For the past few weeks I have been struggling to record consistent reversal potentials using axopatch 200b / Clampex software and HEK cells expressing P2X receptors. I can't figure out if my Erevs are being influenced by me or whether I should expect a... dynamic range from my recordings.
Generally speaking, I run a protocol clamped at 0 mV in reciprocal NaCl-based external / internal solutions to tweak my pipette offset and baseline any current. I then perfuse a gluconate solution, wait several seconds before swapping into gluconate + ATP, and ramp from -40 to +40 mV over 4 seconds. When I do this my Erev's vary anywhere from -15 mV to +15 mV, even though I expect my reversal potential to always be at 0 mV (... at least for a wild-type channel...). I have noticed that my baseline / pipette offset jumps up or down slightly (~5 pA) when I swap into my gluconate buffer compared to the NaCl-based solutions, so I've begun to adjust my pipette offset based on that. However, this still gives me the same amount of variance in my recordings. I have also started to outside-out patch to try and reduce cell to cell variability,but I still get bouncey Erevs.
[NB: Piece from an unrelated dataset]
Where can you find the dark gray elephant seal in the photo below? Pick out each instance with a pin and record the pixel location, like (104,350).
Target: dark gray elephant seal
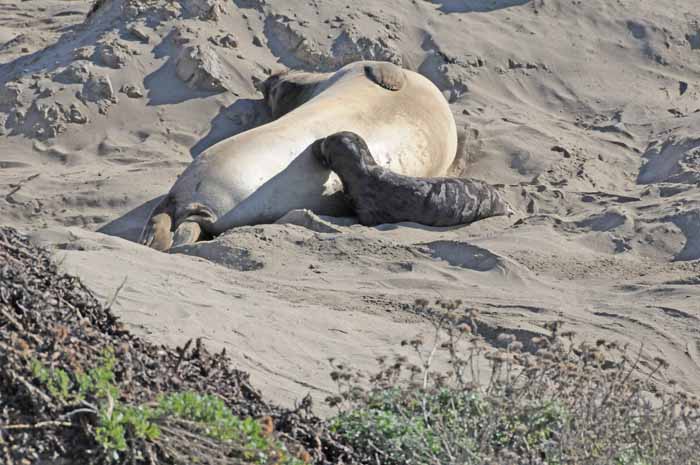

Sometimes after running my ramp protocol I notice that my baseline is not at zero anymore, in which case I tweak my pipette offset again and re-ramp - which occasionally helps but doesn't always fix my variance. And, to be honest, I'm scared of playing with the offset knob too much in fear of influencing my recordings.
I plan on trying shorter (1 sec) ramps from -10 to +10 mV to try reducing ion build-up in my pipette. But, beyond that, I am lost as to why I can't get consistent reversal potentials from patch to patch. I'm curious if anyone has thoughts or advice? Any help would be much appreciated!